Air enters a 16-cm-diameter pipe steadily at 200 kPa and 20°C with a velocity of 5 m/s. Air is heated as it flows, and it leaves the pipe at 180 kPa and 43°C. The gas constant of air is 0.287 kPa·m3/kg·K. Whats the volumetric flow rate of the inlet/outlet, mass flow rate and velocity & volume flow rate at the exit?

Answer 1

Explanation:

(a)  We will determine the mass flow rate as follows.

                m = $\rho_{1} V_{1}$

                    = $\frac{P_{1}}{RT_{1}}A_{1}v_{1}$

                    = $\frac{P_{1}}{RT_{1}} \times \frac{D^{2}}{4} \pi v_{1}$

Putting the given values into the above formula as follows.

      m = $\frac{P_{1}}{RT_{1}} \times \frac{D^{2}}{4} \pi v_{1}$

          = $\frac{200}{0.287 \times 293 K} \times \frac{(0.16)^{2}}{4} \pi \times 5$                          

          = 0.239 kg/s

Hence, the mass flow rate of the inlet/outlet is 0.239 kg/s.

(b)  Now, we will determine the final volume rate as follows.

            $V_{2} = \frac{m}{\rho_{2}}$

                        = $\frac{RT_{2}m}{P_{2}}$

                        = $\frac{0.287 \times 313 \times 0.239}{180}$

                        = 0.119 $m^{3}/s$

And, the final velocity will be determined as follows.

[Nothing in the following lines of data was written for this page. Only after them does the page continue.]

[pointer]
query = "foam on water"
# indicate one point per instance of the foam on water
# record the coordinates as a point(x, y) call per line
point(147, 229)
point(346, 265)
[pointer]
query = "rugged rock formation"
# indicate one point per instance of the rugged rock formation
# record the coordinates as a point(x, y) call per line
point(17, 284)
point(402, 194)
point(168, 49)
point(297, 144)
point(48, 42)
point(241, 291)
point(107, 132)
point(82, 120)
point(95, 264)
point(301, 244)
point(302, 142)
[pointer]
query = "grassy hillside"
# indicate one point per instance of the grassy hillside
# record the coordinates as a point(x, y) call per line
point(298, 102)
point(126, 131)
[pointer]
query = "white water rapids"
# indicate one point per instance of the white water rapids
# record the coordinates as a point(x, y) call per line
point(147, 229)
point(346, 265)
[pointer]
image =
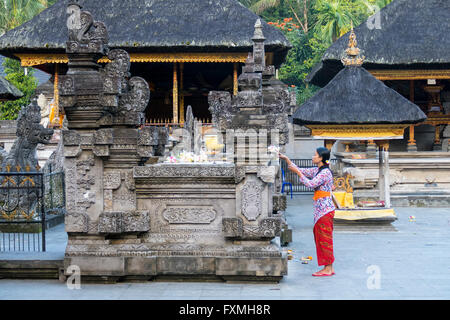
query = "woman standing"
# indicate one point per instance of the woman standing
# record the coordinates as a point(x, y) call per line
point(321, 180)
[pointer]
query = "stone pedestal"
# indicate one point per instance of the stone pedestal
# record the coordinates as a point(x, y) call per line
point(128, 219)
point(204, 221)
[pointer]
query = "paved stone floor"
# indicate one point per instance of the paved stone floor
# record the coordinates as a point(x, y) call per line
point(405, 260)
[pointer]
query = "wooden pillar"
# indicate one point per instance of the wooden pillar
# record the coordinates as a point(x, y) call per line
point(412, 145)
point(235, 79)
point(181, 92)
point(175, 93)
point(384, 175)
point(437, 146)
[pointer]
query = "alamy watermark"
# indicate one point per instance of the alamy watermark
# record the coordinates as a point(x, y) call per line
point(73, 282)
point(374, 280)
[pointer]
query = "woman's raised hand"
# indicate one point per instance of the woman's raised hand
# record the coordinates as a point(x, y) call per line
point(282, 156)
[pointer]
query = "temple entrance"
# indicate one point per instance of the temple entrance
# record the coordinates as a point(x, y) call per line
point(174, 86)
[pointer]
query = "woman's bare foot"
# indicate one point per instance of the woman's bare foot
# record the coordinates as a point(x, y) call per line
point(327, 270)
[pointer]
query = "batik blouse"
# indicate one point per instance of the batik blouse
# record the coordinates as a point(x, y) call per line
point(319, 181)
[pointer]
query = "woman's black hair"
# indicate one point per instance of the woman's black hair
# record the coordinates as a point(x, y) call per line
point(324, 153)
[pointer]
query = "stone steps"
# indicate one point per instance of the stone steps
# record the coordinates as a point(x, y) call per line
point(31, 269)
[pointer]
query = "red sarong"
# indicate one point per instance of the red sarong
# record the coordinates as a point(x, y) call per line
point(323, 236)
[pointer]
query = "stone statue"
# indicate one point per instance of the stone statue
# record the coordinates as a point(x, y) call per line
point(23, 158)
point(30, 133)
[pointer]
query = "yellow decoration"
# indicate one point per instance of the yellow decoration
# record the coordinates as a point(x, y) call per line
point(29, 59)
point(364, 214)
point(410, 74)
point(344, 199)
point(358, 132)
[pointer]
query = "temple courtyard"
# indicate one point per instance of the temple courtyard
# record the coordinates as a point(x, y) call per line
point(407, 259)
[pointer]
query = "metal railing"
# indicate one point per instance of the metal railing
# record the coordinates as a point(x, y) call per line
point(22, 214)
point(27, 202)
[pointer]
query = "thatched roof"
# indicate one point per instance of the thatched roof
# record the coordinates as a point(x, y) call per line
point(354, 96)
point(8, 91)
point(414, 34)
point(151, 25)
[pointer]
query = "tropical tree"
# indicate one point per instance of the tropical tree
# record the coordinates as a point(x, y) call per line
point(26, 83)
point(334, 18)
point(15, 12)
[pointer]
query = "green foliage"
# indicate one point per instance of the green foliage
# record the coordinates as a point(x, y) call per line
point(15, 74)
point(323, 22)
point(13, 13)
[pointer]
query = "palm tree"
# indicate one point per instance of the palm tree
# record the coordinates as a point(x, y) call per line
point(334, 18)
point(15, 12)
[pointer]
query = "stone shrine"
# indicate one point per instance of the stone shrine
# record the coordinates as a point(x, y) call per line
point(130, 220)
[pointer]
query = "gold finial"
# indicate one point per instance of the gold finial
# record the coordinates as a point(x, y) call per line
point(353, 57)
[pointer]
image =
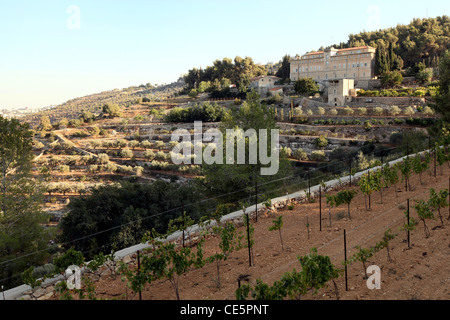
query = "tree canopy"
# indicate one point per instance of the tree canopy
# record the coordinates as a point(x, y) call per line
point(22, 238)
point(422, 40)
point(239, 71)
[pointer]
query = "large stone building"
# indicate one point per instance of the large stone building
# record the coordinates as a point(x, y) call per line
point(333, 64)
point(340, 92)
point(263, 83)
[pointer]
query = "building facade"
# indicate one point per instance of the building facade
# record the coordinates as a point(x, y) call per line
point(340, 92)
point(356, 63)
point(263, 83)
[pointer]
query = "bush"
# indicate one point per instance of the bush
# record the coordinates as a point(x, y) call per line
point(317, 155)
point(300, 154)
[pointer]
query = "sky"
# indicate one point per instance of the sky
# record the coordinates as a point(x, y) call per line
point(55, 50)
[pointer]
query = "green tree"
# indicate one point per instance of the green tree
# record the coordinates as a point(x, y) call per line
point(277, 225)
point(305, 86)
point(284, 72)
point(424, 211)
point(227, 178)
point(391, 79)
point(111, 110)
point(45, 123)
point(22, 237)
point(442, 98)
point(381, 61)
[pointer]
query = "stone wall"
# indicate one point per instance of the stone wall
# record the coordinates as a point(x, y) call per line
point(388, 101)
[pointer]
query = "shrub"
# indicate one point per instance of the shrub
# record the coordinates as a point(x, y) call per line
point(300, 154)
point(317, 155)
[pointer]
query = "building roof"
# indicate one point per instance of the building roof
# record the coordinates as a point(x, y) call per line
point(275, 88)
point(264, 76)
point(339, 50)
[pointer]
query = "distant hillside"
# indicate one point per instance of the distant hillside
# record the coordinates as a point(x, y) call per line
point(93, 103)
point(423, 40)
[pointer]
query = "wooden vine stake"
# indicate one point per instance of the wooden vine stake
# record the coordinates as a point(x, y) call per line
point(345, 259)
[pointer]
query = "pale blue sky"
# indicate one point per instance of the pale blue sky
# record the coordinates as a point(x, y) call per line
point(45, 59)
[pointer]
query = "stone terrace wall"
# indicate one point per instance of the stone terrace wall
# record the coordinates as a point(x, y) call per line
point(390, 101)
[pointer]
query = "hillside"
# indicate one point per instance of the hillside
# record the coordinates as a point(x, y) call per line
point(73, 108)
point(416, 273)
point(422, 40)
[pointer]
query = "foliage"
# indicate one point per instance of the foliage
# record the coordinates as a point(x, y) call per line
point(67, 259)
point(277, 225)
point(127, 211)
point(206, 113)
point(111, 110)
point(317, 271)
point(424, 211)
point(22, 236)
point(305, 86)
point(420, 40)
point(225, 178)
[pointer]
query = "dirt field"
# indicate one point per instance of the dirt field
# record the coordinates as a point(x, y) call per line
point(421, 272)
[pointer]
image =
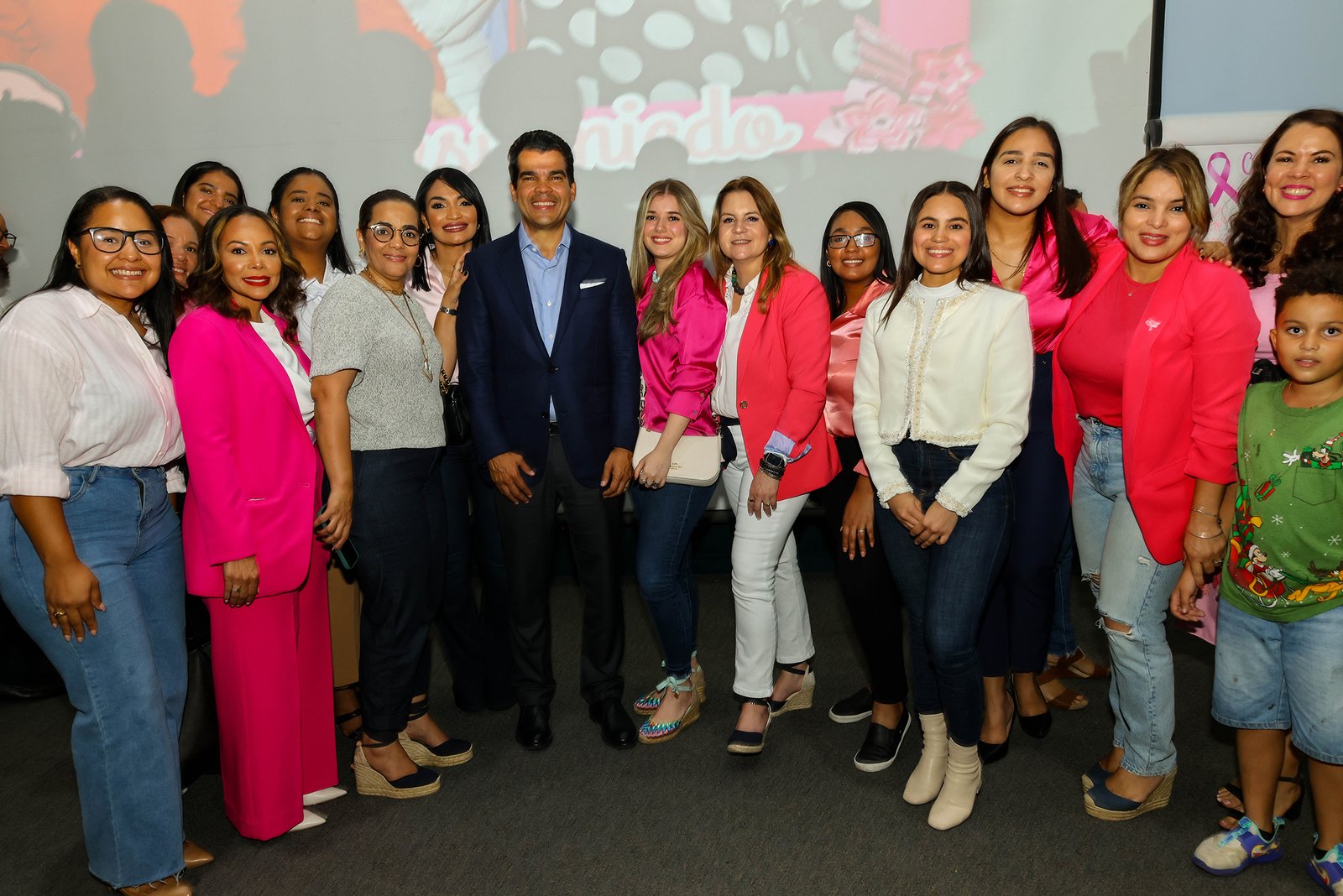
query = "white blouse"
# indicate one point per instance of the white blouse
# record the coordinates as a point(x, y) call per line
point(951, 367)
point(80, 388)
point(724, 398)
point(313, 293)
point(269, 334)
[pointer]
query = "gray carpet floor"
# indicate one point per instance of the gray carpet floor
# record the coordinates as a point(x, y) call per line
point(685, 815)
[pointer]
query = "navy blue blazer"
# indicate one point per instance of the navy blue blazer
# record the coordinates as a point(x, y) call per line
point(593, 373)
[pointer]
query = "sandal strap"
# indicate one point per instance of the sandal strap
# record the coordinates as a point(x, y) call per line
point(680, 685)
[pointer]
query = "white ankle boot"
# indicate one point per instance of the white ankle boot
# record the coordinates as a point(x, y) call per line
point(957, 800)
point(926, 779)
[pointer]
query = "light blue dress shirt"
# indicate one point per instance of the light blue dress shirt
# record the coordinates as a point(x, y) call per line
point(546, 284)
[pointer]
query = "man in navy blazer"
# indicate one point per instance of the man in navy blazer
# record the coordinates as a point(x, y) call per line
point(550, 364)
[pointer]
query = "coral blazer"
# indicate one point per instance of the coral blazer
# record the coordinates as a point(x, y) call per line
point(1185, 378)
point(782, 367)
point(254, 474)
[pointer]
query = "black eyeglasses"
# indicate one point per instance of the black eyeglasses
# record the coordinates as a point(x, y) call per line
point(111, 239)
point(841, 240)
point(383, 233)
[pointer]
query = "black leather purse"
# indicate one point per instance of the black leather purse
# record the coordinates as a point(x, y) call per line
point(457, 421)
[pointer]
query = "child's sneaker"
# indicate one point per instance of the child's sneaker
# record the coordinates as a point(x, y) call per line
point(1233, 852)
point(1329, 873)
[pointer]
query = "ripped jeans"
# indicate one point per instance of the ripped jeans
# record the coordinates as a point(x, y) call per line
point(1131, 591)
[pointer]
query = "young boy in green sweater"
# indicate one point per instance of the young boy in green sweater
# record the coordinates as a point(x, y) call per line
point(1280, 623)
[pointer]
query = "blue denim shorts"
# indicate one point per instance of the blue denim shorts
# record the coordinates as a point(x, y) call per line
point(1282, 676)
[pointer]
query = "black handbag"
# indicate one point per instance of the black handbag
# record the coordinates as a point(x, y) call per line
point(457, 421)
point(198, 743)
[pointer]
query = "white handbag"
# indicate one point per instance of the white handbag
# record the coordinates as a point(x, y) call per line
point(696, 461)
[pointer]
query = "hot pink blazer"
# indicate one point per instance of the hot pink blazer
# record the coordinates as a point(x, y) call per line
point(1185, 378)
point(254, 475)
point(782, 367)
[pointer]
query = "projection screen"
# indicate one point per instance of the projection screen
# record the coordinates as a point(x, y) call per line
point(823, 100)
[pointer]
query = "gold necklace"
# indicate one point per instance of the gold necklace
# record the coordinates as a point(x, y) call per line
point(409, 318)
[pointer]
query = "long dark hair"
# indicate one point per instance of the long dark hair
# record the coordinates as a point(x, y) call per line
point(1074, 260)
point(156, 304)
point(830, 280)
point(196, 172)
point(336, 253)
point(975, 267)
point(468, 190)
point(207, 282)
point(1255, 227)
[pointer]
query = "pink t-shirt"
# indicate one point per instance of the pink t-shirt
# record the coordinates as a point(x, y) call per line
point(1047, 310)
point(1266, 310)
point(682, 364)
point(1096, 347)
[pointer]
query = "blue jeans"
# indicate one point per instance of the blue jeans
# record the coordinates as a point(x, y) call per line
point(1282, 676)
point(1063, 640)
point(476, 640)
point(1131, 589)
point(128, 683)
point(946, 586)
point(400, 529)
point(668, 517)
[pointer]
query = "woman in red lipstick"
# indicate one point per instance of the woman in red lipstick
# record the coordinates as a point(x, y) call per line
point(1291, 214)
point(1044, 250)
point(246, 405)
point(476, 638)
point(1148, 378)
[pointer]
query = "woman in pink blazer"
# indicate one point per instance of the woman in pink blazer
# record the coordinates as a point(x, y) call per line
point(253, 497)
point(1148, 378)
point(769, 396)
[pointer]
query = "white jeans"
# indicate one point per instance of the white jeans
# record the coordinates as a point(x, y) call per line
point(772, 622)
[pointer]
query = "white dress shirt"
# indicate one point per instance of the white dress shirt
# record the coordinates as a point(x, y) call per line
point(951, 367)
point(724, 398)
point(80, 388)
point(313, 293)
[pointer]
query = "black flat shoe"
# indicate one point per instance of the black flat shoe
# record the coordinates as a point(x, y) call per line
point(617, 728)
point(881, 745)
point(856, 707)
point(1036, 726)
point(995, 752)
point(534, 727)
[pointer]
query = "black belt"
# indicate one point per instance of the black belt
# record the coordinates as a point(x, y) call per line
point(729, 445)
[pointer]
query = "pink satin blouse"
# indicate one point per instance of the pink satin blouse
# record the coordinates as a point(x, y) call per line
point(682, 364)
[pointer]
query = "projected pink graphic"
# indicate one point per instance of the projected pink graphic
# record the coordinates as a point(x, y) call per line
point(895, 78)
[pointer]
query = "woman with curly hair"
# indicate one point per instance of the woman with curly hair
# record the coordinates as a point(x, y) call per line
point(1291, 214)
point(246, 408)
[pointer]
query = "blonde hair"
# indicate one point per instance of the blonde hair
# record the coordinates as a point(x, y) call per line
point(778, 253)
point(657, 318)
point(1188, 172)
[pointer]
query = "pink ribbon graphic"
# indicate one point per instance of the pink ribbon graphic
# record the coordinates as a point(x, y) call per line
point(1222, 185)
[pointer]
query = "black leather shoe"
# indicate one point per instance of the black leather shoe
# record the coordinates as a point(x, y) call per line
point(617, 727)
point(534, 727)
point(881, 745)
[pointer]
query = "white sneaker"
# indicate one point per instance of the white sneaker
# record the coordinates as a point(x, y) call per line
point(311, 820)
point(326, 794)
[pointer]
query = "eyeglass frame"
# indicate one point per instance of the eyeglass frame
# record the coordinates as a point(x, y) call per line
point(125, 235)
point(403, 231)
point(853, 237)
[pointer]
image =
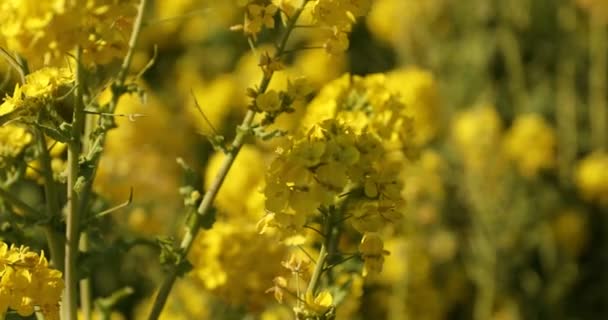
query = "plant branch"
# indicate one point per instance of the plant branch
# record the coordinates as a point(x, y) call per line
point(206, 204)
point(73, 207)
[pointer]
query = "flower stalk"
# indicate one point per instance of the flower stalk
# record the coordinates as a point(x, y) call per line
point(204, 208)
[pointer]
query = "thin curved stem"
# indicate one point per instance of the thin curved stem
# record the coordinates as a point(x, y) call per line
point(206, 204)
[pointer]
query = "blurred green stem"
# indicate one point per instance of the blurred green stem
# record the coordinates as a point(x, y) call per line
point(206, 204)
point(598, 109)
point(55, 239)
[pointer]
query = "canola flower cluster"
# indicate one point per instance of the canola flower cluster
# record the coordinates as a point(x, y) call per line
point(42, 88)
point(234, 263)
point(343, 160)
point(27, 282)
point(334, 18)
point(44, 31)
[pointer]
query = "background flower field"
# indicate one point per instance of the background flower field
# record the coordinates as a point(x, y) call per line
point(448, 158)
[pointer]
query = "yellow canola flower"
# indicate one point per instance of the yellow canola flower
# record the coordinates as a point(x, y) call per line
point(372, 251)
point(268, 101)
point(26, 282)
point(139, 155)
point(236, 263)
point(476, 132)
point(591, 177)
point(43, 31)
point(13, 140)
point(320, 303)
point(531, 143)
point(364, 103)
point(188, 300)
point(40, 88)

               $v_{2} = \frac{V_{2}}{A}$

                         = $\frac{4V_{2}}{D^{2} \times \pi}$

                         = $\frac{4 \times 0.119}{(0.16)^{2} \times \pi}$

                         = 5.92 m/s

Therefore, the volumetric flow rate is 0.119 $m^{3}/s$ and velocity rate is 5.92 m/s.